Viele Werftarbeiter haben Verständnis für jene Kollegen, die leer ausgehen. Und natürlich sehen sie die Gefahr, daß der Streik gefährdet werden kann, je länger die Durststrecke dauert. Noch steht die Belegschaft weitgehend geschlossen zum Streikbeschluß, wenn auch eher aus Verzweiflung denn aus Kampfeslust. Tenor: „Wir können uns nicht alles gefallen lassen. Wenn wir uns jetzt nicht wehren, machen sie mit uns, was sie wollen.“
Auch Peter W., 19, Schmelzschweißer, erstes Lehrjahr, findet den Streik voll gut. Aber der Text über Streikbrecher, daß geht ihm zu weit. „Ich bin nicht organisiert, weil ich es satt habe, das ganze Parteiengedöns und Gewerkschaftsgekungele. Aber länger als eine Woche kann ich nicht aushalten ohne Geld. Wenn die mich dann so behandeln, das ist doch gemein. Aber arbeiten tu ich dann, sollen sie mich doch in die Fresse hauen.“
Die IG-Metaller bekräftigen, daß sie auch wochenlang widerstehen. Und doch hofft jeder, daß sich die Tarifparteien zügig einigen werden. Manche Kollegen jedoch können es nicht erwarten. „Da oben, mein Kran bewegt sich“, schreit Waltraud Hacker und deutet auf die Werftanlage. Seit 1955 ist sie Kranführerin, und liebt ihren luftigen Arbeitsplatz. „Es ist wunderschön, der Blick und die Luft.“ Normalerweise hätte sie jetzt Schicht. „Da hockt ein Streikbrecher drinnen, bestimmt die Elli.“ Auch der graue Kran daneben arbeitet an dem Schiff, das nächste Woche Übergabetermin hat. Die Arbeiter sind empört. Keiner kommt aufs Firmengelände und an die Streikbrecher heran. Mit einem kleinen Lotsenboot fahren wir von hinten an die Werftanlage, Waltraud Hacker schaut durchs Fernglas. Klarer Fall, es ist Elli. Als Elli die Spione sichtet, hält sie sich eine Zeitung vors Gesicht.

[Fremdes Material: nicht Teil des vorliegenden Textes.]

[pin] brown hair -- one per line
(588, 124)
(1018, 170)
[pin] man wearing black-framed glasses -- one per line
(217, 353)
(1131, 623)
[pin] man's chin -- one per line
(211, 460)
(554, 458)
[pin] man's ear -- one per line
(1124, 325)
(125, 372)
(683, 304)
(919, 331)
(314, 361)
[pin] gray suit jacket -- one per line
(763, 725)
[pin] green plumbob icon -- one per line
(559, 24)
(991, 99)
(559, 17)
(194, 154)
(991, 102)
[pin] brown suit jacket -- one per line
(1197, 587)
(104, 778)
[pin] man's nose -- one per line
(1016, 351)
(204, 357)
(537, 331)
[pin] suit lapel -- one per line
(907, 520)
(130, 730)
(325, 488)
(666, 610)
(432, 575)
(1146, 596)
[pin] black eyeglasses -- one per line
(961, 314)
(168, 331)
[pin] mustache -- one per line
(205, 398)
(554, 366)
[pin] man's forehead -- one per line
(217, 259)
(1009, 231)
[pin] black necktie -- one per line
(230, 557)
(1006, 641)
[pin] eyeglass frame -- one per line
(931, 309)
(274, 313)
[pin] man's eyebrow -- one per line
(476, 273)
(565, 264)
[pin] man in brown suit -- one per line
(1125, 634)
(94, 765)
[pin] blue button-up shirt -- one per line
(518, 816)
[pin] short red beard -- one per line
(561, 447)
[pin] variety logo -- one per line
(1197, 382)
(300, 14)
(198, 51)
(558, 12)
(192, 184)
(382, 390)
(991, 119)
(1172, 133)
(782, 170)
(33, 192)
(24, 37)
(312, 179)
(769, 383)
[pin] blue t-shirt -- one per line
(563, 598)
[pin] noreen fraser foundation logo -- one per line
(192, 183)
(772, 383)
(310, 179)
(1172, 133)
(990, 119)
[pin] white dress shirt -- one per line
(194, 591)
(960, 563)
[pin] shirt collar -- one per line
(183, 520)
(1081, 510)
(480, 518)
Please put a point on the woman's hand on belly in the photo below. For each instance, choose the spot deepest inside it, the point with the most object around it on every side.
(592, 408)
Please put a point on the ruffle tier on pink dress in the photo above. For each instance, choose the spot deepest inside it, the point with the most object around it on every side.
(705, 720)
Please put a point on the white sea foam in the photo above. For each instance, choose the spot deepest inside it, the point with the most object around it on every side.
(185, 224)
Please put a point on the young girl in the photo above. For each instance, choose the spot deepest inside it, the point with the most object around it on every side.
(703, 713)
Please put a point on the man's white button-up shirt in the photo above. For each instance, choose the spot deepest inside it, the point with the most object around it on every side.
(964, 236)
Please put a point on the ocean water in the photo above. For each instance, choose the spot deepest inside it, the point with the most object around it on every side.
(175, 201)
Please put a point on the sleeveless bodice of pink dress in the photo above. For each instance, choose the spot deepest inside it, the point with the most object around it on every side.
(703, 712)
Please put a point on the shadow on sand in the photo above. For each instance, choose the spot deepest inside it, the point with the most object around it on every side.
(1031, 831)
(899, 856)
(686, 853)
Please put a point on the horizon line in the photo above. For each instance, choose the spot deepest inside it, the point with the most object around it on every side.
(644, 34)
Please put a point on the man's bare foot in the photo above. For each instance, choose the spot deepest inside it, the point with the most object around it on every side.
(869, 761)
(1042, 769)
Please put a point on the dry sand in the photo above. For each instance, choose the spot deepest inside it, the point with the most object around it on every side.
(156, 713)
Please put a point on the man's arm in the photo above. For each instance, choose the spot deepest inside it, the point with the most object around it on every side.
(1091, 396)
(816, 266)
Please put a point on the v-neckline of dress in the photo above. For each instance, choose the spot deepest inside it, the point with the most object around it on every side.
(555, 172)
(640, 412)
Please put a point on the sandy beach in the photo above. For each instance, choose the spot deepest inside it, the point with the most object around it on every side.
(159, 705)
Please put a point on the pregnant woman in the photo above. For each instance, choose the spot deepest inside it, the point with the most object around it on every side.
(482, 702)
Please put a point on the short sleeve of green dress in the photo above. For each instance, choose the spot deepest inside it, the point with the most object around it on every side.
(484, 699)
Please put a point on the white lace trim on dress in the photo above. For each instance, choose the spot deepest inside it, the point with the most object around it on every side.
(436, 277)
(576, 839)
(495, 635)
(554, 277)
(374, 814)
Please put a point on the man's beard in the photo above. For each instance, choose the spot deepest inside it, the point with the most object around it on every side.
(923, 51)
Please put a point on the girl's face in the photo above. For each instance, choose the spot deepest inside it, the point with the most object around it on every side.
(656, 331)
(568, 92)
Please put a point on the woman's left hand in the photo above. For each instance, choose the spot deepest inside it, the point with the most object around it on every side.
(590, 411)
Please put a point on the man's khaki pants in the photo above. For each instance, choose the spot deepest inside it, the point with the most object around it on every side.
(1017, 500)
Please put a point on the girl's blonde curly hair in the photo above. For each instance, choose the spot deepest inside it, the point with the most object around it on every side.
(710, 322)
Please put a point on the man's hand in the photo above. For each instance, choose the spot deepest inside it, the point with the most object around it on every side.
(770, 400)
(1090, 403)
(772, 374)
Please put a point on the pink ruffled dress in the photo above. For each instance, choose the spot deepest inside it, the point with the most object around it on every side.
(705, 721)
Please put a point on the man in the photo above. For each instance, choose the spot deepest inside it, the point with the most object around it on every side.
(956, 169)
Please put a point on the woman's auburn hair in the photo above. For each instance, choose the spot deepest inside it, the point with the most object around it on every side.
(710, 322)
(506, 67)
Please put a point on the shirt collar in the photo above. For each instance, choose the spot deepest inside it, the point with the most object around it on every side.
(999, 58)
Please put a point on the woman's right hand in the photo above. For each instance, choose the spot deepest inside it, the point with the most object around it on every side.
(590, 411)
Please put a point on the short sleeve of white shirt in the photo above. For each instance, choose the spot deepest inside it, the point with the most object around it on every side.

„Da oben, mein Kran bewegt sich!“
„Die kriegen wir, wenn sie rauskommen“, sagt Harald Berndt. An jedes Tor postiert er Streikposten. Um 15.30 sieht man Elli und Co. nervös im Hof herumlaufen, Haken schlagend wie die Hasen, auf der Suche nach einem Schlupfloch. Schließlich flüchten sie über den Sumpf. „Egal“, sagt Berndt. Denn morgen werden die Verräter umsonst nach einem Zugang suchen. „Wenn es gar nicht anders geht, sperren wir auch die Arbeiter der Fremdfirmen aus, die sich auf dem Gelände befinden.“ Dann nämlich, wenn die angehalten werden, die Aufgaben der Werftarbeiter zu übernehmen. „Macht das ruhig“, sagt ein Fremdarbeiter. „Wir unterstützen euch.“ Mit Geschwülsten hat auch er nichts am Hut.